Dave Lapham

No. 62
- Position: Guard

Personal information
- Born: June 24, 1952 (age 74) Melrose, Massachusetts, U.S.
- Listed height: 6 ft 4 in (1.93 m)
- Listed weight: 259 lb (117 kg)

Career information
- High school: Wakefield Memorial (Wakefield, Massachusetts)
- College: Syracuse
- NFL draft: 1974: 3rd round, 61st overall pick

Career history
- Cincinnati Bengals (1974–1983); New Jersey Generals (1984–1985);

Awards and highlights
- Cincinnati Bengals 40th Anniversary Team; Cincinnati Bengals 50th Anniversary Team; Cincinnati Bengals Ring of Honor ; Third-team All-American (1973); 2× First-team All-East (1972, 1973);

Career NFL statistics
- Games played: 140
- Games started: 105
- Fumble recoveries: 7
- Stats at Pro Football Reference

= Dave Lapham =

American football player (born 1952)

Dave Lapham (born June 24, 1952) is an American former professional football player who was a guard for the National Football League (NFL)'s Cincinnati Bengals from 1974 to 1983 and the United States Football League (USFL)'s New Jersey Generals (1984–1985). He played college football for the Syracuse Orange. During his pro career, he played all five line positions and was a key player on the 1981 Bengals squad that won the AFC championship, but ultimately lost Super Bowl XVI to the San Francisco 49ers. He has served as the Bengals radio color commentator for over 30 seasons, is also a local Bengals TV analyst and radio host, and is a Big 12 football analyst for Fox Sports Network.

==Early life==
Lapham attended Wakefield Memorial High School in Wakefield, Massachusetts, where he was a three-year letterman and captain in basketball and football and a four-year letterman and captain in track. He is a member of the school's hall of fame.
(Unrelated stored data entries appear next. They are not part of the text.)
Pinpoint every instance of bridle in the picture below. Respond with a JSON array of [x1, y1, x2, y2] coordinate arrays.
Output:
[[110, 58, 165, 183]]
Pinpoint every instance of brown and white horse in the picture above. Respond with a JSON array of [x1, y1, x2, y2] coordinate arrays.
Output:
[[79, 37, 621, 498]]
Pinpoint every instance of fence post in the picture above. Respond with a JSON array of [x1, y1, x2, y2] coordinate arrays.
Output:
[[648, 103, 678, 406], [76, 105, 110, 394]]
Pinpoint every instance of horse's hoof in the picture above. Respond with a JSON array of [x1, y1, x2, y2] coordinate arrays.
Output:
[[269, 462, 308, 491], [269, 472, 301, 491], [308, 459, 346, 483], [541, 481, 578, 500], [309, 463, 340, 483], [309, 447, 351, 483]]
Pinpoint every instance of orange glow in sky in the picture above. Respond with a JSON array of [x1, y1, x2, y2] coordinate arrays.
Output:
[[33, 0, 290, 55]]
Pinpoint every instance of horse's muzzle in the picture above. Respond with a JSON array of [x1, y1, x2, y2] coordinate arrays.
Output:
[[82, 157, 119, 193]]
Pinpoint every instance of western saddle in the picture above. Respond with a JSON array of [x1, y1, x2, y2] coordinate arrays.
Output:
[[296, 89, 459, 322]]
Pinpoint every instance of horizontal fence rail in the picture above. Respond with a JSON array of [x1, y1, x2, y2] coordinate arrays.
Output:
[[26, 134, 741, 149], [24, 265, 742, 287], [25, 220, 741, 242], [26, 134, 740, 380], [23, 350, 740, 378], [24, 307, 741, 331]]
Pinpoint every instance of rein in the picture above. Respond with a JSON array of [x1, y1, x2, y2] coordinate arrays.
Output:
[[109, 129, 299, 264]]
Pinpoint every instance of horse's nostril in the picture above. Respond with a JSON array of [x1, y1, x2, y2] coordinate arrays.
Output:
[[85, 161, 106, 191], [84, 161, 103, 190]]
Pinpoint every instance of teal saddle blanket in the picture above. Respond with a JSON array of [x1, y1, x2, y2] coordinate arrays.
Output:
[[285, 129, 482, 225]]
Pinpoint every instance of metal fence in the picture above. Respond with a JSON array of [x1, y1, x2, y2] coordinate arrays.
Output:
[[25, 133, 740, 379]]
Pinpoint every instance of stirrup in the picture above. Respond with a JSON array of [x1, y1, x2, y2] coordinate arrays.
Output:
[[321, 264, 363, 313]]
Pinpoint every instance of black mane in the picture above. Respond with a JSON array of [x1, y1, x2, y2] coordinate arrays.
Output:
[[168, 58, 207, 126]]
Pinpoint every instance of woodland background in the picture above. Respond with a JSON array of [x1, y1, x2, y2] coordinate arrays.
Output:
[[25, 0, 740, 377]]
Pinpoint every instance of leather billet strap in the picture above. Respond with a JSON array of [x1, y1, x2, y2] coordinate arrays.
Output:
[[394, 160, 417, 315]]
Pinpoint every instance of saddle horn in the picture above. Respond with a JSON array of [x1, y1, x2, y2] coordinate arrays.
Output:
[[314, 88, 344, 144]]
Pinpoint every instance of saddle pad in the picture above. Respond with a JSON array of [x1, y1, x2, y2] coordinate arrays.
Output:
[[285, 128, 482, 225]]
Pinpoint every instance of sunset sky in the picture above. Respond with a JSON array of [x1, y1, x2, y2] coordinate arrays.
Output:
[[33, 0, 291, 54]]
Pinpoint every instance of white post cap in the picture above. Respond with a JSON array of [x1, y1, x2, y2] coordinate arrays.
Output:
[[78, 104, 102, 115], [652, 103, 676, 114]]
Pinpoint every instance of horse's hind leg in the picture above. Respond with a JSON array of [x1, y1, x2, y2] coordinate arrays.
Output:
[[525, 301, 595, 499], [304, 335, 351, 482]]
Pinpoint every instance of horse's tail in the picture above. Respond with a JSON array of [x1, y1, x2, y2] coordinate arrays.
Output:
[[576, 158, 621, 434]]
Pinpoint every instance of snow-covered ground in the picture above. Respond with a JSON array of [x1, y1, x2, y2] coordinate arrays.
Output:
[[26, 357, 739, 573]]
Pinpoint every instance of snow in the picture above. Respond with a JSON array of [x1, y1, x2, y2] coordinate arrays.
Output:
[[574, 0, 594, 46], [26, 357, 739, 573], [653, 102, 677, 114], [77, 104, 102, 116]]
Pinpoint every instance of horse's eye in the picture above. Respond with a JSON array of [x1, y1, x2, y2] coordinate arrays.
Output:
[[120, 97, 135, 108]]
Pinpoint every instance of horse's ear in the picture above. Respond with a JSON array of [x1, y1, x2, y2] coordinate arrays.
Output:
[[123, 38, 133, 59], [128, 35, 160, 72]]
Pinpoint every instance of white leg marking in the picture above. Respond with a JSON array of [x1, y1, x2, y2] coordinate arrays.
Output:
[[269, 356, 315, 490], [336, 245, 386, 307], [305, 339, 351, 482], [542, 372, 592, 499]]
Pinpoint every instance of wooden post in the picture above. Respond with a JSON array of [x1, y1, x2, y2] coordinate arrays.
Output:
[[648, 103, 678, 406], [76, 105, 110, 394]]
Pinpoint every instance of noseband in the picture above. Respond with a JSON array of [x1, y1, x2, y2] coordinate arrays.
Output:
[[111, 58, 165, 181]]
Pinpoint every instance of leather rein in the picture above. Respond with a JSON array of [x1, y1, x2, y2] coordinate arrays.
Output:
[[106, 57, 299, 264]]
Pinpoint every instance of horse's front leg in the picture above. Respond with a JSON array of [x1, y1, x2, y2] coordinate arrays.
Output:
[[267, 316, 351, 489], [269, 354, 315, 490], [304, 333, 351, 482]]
He then attended Syracuse University's Newhouse School of Communications. At Syracuse, he lettered in three seasons and was a team captain. He played in the 1973 East–West Shrine Game, the North-South Game, the Senior Bowl and the Hula Bowl.

==Professional career==
Lapham was selected by the Bengals in the third round of the 1974 NFL draft. He played with them until 1984, when he signed a 10-year guaranteed personal services contract with Donald Trump, the majority owner of the New Jersey Generals. Lapham called it a "... business decision for my family." Linebacker Jim LeClair, his Bengals teammate, also signed with the Generals.

==Broadcasting career==
After his retirement, in 1986 Lapham became a Bengals broadcaster. He is the color analyst on Bengals' radio broadcasts with partner Dan Hoard handling play-by-play duties. The duo also hosts Bengals Weekly with Zac Taylor, a recap and preview television show. He also works on Fox Sports Net's broadcasts of Big 12 Conference games. Additionally, he appears as a panelist on Sports Rock, a local sports commentary program.

Lapham also did work in 1988 with the NFL on NBC, with at least one game on October 9, 1988, as the Indianapolis Colts played the Buffalo Bills, he did the color commentary with Tom Hammond doing the play by play.
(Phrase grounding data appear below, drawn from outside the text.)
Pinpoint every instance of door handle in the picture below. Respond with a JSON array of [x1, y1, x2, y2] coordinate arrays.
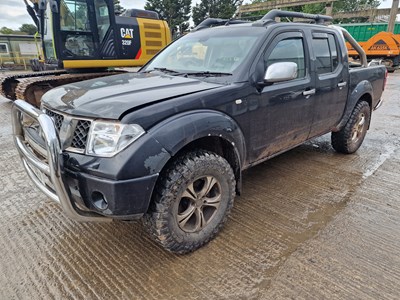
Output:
[[303, 89, 316, 97], [338, 82, 347, 88]]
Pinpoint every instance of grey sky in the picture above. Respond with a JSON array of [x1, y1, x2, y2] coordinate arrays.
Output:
[[0, 0, 395, 30]]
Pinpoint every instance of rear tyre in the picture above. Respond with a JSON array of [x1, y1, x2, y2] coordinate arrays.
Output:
[[331, 101, 371, 154], [143, 150, 236, 254]]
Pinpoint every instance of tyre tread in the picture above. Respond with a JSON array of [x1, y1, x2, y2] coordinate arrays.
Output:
[[332, 101, 370, 154], [143, 149, 235, 254]]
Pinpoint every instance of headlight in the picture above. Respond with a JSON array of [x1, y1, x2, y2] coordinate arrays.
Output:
[[86, 120, 145, 157]]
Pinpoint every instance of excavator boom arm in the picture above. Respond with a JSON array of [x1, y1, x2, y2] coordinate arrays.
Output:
[[23, 0, 40, 28]]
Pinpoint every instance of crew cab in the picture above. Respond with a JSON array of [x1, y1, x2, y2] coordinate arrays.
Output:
[[12, 10, 387, 254]]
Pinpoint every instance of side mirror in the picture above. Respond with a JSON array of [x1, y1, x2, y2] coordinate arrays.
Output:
[[38, 0, 47, 10], [264, 62, 298, 83]]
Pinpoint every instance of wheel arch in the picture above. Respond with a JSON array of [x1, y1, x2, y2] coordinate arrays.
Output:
[[334, 80, 373, 132], [173, 136, 242, 194], [148, 110, 246, 195]]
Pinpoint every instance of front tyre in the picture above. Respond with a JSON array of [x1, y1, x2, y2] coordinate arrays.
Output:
[[331, 101, 371, 154], [143, 150, 236, 254]]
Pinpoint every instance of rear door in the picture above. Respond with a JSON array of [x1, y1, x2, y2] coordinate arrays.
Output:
[[308, 30, 349, 137], [249, 31, 316, 162]]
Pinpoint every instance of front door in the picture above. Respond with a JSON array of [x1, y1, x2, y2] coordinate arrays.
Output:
[[57, 0, 98, 59], [55, 0, 116, 61], [249, 31, 315, 162]]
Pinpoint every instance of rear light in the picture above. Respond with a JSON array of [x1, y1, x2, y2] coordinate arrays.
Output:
[[383, 68, 388, 90]]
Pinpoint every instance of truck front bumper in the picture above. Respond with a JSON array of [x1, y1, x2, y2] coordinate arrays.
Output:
[[11, 100, 157, 222], [64, 169, 158, 219]]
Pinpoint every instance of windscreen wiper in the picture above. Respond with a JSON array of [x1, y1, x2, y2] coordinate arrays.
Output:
[[185, 71, 233, 77], [148, 67, 183, 75]]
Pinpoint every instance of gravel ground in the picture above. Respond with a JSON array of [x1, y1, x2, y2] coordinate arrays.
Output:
[[0, 72, 399, 299]]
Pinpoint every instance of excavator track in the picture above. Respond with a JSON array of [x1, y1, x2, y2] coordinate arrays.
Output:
[[6, 70, 125, 107], [0, 70, 67, 100]]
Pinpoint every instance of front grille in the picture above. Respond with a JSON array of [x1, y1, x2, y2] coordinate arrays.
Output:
[[146, 49, 159, 55], [45, 109, 64, 131], [143, 23, 161, 29], [71, 120, 91, 149], [145, 32, 161, 38], [44, 108, 92, 151], [146, 41, 162, 47]]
Lapham has also worked with Cincinnati Bengals long-time play-by-play voices Brad Johansen, Phil Samp (the Bengals' original announcer) Ken Broo, Ohio State University play-by-play announcer Paul Keels and USC Trojans' announcer Pete Arbogast on Bengal broadcasts during the course of his tenure as color man. He is famous for urging on Bengal players with exhortations such as "come on!" and "get him!", saying "uh-oh" when a sack or interception is in the works, and calling the players by their first names.

==Personal life==
Lapham resides in Cincinnati with his wife, Lynne. They have two grown children, Dave Jr. and Sarah. Lapham is active in the Cincinnati community and is president of the charitable foundation Charities M.D., which awards scholarships to students looking to pursue a career in healthcare.

His nephew, Richard Lapham, earned first-team accolades as a high schooler at Souhegan High School in Amherst, New Hampshire in 2005 and played offensive tackle for Boston College. His other nephew, Brian Lapham, was an All-Ivy League offensive lineman for Harvard University.